Since we can only increment values and not decrement them, the optimal strategy is to process numbers from smallest to largest. This way, we can ensure that each number is placed at the smallest possible unique position.

Think about it this way: if we have duplicate values or values that are too close together, we need to "push" some of them forward (increase them) to create gaps. By sorting the array first, we can process elements in order and maintain a running minimum value that each subsequent element must be at least equal to.
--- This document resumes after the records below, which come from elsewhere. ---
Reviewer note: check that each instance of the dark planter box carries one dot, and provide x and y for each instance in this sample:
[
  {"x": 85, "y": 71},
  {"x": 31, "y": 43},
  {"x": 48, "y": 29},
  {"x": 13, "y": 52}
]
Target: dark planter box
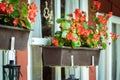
[
  {"x": 21, "y": 37},
  {"x": 61, "y": 56}
]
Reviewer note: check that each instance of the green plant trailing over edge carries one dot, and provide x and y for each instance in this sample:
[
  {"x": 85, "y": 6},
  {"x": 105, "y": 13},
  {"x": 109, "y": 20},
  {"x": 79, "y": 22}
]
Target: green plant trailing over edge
[{"x": 14, "y": 14}]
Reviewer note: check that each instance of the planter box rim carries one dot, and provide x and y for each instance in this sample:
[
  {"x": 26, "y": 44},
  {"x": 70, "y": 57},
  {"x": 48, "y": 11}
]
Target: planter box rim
[
  {"x": 11, "y": 27},
  {"x": 66, "y": 47}
]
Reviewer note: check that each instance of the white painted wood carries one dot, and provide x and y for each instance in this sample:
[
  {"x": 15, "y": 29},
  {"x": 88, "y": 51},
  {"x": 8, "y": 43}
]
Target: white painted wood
[
  {"x": 84, "y": 7},
  {"x": 57, "y": 73},
  {"x": 96, "y": 72},
  {"x": 57, "y": 4},
  {"x": 1, "y": 64},
  {"x": 108, "y": 75},
  {"x": 84, "y": 73}
]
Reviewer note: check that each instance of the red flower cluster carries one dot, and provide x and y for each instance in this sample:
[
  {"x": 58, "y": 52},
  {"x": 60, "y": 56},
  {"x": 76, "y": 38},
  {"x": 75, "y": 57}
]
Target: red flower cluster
[
  {"x": 5, "y": 8},
  {"x": 13, "y": 14},
  {"x": 32, "y": 12},
  {"x": 76, "y": 31}
]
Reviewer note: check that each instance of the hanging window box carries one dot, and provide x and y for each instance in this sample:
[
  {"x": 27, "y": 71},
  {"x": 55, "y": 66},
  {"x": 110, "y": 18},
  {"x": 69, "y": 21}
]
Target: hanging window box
[
  {"x": 21, "y": 37},
  {"x": 61, "y": 56}
]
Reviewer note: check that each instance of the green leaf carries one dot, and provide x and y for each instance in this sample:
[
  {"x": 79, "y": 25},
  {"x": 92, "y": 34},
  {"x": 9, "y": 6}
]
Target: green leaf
[
  {"x": 28, "y": 25},
  {"x": 60, "y": 20},
  {"x": 76, "y": 44},
  {"x": 15, "y": 14},
  {"x": 58, "y": 34},
  {"x": 85, "y": 25},
  {"x": 61, "y": 43},
  {"x": 64, "y": 33},
  {"x": 14, "y": 2},
  {"x": 24, "y": 9},
  {"x": 65, "y": 25},
  {"x": 100, "y": 25},
  {"x": 5, "y": 20},
  {"x": 104, "y": 45}
]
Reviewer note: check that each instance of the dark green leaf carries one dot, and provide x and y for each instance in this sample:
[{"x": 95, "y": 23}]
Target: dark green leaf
[
  {"x": 104, "y": 45},
  {"x": 85, "y": 25},
  {"x": 100, "y": 25},
  {"x": 24, "y": 9},
  {"x": 65, "y": 25},
  {"x": 5, "y": 20},
  {"x": 64, "y": 33},
  {"x": 15, "y": 14},
  {"x": 60, "y": 20},
  {"x": 76, "y": 44}
]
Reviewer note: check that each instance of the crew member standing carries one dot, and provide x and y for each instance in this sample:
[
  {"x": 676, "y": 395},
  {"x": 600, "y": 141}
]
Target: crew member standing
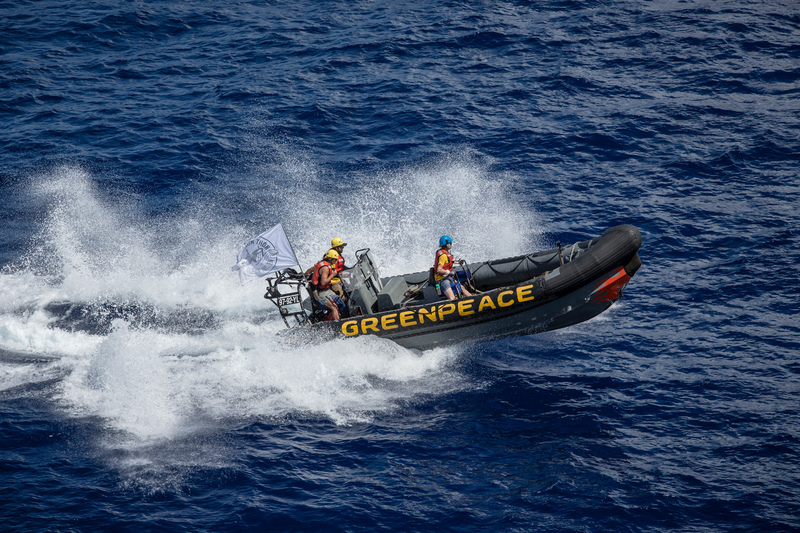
[
  {"x": 337, "y": 245},
  {"x": 443, "y": 269},
  {"x": 321, "y": 278}
]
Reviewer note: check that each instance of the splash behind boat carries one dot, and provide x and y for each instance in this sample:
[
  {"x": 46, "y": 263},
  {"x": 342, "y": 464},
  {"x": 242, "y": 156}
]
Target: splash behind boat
[{"x": 514, "y": 296}]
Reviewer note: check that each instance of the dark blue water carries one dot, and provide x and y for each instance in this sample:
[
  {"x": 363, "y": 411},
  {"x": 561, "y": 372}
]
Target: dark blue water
[{"x": 143, "y": 143}]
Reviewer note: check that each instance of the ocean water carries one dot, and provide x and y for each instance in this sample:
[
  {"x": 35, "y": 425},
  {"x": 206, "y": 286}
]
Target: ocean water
[{"x": 144, "y": 142}]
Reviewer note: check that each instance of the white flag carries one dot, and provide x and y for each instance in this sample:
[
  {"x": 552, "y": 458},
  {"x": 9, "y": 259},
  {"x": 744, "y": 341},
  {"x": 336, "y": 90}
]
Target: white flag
[{"x": 267, "y": 253}]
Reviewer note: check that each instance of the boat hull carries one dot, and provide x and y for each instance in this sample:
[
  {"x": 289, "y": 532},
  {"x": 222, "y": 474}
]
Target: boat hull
[{"x": 571, "y": 293}]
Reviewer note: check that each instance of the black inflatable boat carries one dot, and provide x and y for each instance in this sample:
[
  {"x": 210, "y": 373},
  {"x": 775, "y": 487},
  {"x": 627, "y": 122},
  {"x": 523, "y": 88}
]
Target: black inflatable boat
[{"x": 515, "y": 296}]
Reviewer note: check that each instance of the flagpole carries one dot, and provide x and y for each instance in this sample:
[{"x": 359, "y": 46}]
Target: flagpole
[{"x": 302, "y": 272}]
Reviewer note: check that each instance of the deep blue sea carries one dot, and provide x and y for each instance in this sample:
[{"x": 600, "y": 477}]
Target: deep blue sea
[{"x": 143, "y": 143}]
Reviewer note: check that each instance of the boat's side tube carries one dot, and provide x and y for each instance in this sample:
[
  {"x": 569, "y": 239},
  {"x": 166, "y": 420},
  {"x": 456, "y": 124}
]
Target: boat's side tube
[{"x": 617, "y": 245}]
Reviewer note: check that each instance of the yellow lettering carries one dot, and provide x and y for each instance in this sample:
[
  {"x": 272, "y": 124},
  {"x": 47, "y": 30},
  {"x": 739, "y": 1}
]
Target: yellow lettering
[
  {"x": 524, "y": 292},
  {"x": 407, "y": 319},
  {"x": 387, "y": 321},
  {"x": 446, "y": 309},
  {"x": 500, "y": 301},
  {"x": 369, "y": 323},
  {"x": 465, "y": 307},
  {"x": 350, "y": 328},
  {"x": 430, "y": 314},
  {"x": 486, "y": 301}
]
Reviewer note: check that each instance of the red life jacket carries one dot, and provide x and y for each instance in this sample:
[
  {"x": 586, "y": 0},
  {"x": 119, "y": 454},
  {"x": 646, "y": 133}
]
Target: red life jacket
[
  {"x": 448, "y": 265},
  {"x": 317, "y": 276}
]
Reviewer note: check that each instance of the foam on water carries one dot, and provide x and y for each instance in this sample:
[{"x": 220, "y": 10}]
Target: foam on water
[{"x": 103, "y": 283}]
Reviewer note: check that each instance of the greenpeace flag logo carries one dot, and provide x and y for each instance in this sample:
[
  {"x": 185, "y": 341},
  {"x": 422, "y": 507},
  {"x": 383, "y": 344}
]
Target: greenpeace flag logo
[{"x": 267, "y": 253}]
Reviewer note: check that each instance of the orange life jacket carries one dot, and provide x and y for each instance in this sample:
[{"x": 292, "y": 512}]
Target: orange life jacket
[
  {"x": 317, "y": 276},
  {"x": 339, "y": 266},
  {"x": 448, "y": 265}
]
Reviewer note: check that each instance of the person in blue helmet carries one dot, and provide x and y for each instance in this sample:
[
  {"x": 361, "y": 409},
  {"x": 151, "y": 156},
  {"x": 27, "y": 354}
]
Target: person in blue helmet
[{"x": 443, "y": 269}]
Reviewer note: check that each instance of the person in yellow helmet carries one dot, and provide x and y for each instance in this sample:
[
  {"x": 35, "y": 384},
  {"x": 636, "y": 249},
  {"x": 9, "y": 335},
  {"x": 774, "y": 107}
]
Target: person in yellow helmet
[
  {"x": 337, "y": 245},
  {"x": 321, "y": 278}
]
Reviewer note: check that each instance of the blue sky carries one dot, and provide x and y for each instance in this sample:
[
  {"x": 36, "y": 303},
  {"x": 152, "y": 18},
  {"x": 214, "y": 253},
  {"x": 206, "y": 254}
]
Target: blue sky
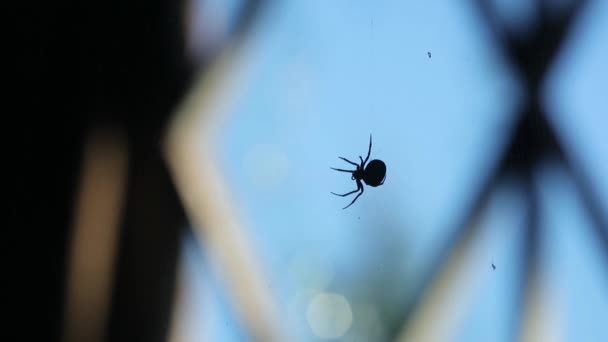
[{"x": 326, "y": 74}]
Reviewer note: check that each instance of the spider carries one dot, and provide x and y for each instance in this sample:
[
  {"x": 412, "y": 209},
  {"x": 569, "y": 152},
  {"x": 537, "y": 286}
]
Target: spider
[{"x": 373, "y": 174}]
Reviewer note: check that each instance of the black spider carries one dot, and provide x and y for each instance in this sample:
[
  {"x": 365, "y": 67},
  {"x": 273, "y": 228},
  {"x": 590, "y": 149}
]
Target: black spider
[{"x": 373, "y": 174}]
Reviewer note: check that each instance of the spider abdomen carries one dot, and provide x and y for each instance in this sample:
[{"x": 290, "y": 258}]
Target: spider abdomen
[{"x": 375, "y": 173}]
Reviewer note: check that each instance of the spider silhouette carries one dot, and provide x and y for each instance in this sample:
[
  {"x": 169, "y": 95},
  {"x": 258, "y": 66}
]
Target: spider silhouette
[{"x": 373, "y": 174}]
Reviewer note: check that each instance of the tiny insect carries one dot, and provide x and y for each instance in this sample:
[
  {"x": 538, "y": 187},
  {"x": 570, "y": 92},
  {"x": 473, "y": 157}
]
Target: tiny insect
[{"x": 373, "y": 174}]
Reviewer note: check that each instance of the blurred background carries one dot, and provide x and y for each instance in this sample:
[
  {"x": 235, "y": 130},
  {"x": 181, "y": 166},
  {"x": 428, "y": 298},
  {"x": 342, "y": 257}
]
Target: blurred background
[{"x": 186, "y": 180}]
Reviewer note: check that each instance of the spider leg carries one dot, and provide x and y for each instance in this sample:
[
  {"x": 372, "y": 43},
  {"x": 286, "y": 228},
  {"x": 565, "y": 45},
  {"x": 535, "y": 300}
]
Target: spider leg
[
  {"x": 342, "y": 170},
  {"x": 344, "y": 195},
  {"x": 369, "y": 150},
  {"x": 360, "y": 187},
  {"x": 348, "y": 161}
]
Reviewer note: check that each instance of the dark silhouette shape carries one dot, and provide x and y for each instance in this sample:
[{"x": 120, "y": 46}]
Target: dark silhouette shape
[
  {"x": 532, "y": 140},
  {"x": 116, "y": 64},
  {"x": 373, "y": 174}
]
The key observation is that for each element in the sorted array, it should be at least one greater than the previous element to maintain uniqueness. If we track the minimum value y that the current element should become, we can calculate:

  • If the current element x is already greater than y, we can keep it as is (set y = x)
  • If the current element x is less than or equal to y, we must increment it to y + 1

For example, with sorted array [1, 1, 2, 2, 3]:

  • First 1 stays as 1 (y becomes 1)
  • Second 1 must become 2 (y becomes 2, we need 1 move)
  • First 2 must become 3 (y becomes 3, we need 1 move)
  • Second 2 must become 4 (y becomes 4, we need 2 moves)
  • The 3 must become 5 (y becomes 5, we need 2 moves)

The formula y = max(y + 1, x) elegantly captures this logic: we either take the current element if it's already large enough, or we take the next available position y + 1.

Learn more about Greedy and Sorting patterns.

Solution Approach

The implementation follows a sorting + greedy approach:

  1. Sort the array: First, we sort nums in ascending order. This allows us to process elements from smallest to largest, ensuring we can assign the minimum possible values to maintain uniqueness.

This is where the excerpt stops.